PaPa NEVER used nitrates. I think that is why he only used fresh killed meat.
We had one of his "special" hams that had been packed for 2 years. When they develop the large white spots in the meat they are PERFECT and that doesn't happen until they are at least a year old. Most of the hams he turned out were sold in 3 or 4 months. That was one of his commercial products. He also dried and smoked a lot of fish. For his fish - nothing in the cure mix except salt and brown sugar.
His fish smoker was an old retired commercial cold storage box, big enough to walk in. He had cut a several holes in the top and sides so he could control the humidity and heat in every part of it.
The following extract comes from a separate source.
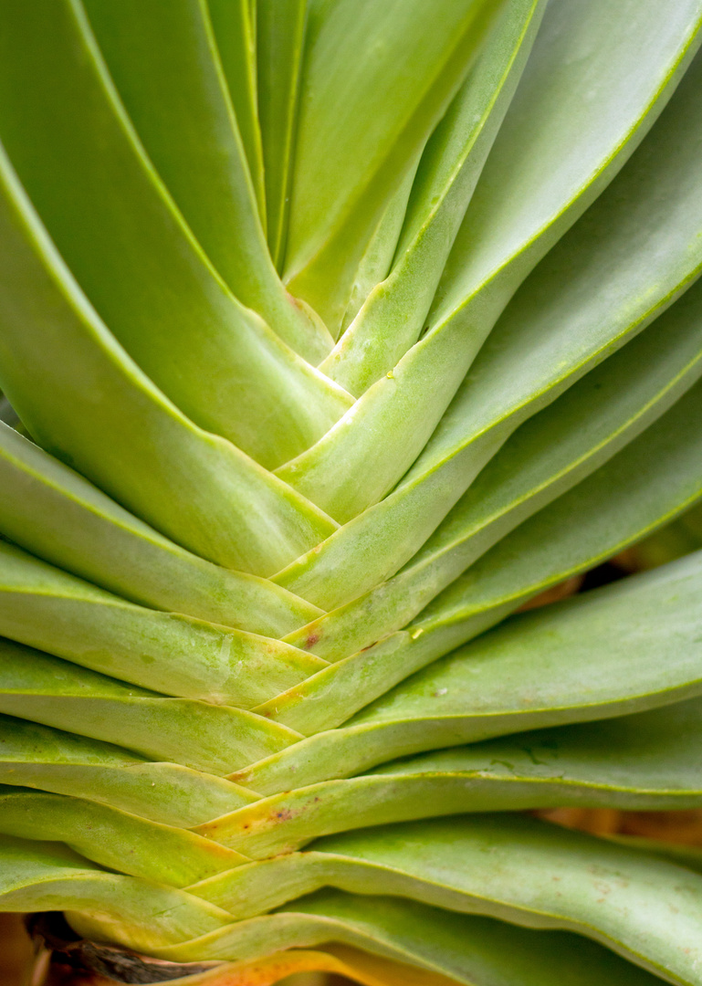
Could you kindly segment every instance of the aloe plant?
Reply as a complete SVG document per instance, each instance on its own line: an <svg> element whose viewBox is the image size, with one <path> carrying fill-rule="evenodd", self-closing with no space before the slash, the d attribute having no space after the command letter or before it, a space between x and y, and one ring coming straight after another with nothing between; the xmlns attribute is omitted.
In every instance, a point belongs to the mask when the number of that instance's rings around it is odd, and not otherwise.
<svg viewBox="0 0 702 986"><path fill-rule="evenodd" d="M700 986L702 0L0 10L0 909Z"/></svg>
He made sausage too, never used curing salts. He had several cultures of the bacteria that he kept active and well fed and would mix those with the sausage for the real deal sausage as he called it. That too - was the some of the best sausage I have ever eaten.
 
I bet he was fun to release!!
He went away with a little bit of a bloody nose, but no serious injuries. For the present, I'm setting no more box type hog traps. I did go out this afternoon and set up a round trap I have, as the deer can jump out easily.
 
Thanks Griz44Mag,
From everything that I have studied, it takes a minimum of 18 months to age a country ham properly. Smoking, and curing meats is right at the top of my list of things to learn.

The symbiotic bacteria/yeast cultures are the key to all fermented foods. I have made yogurt and kombucha, but want to branch out to meats, cheeses, vegetables, and vinegars.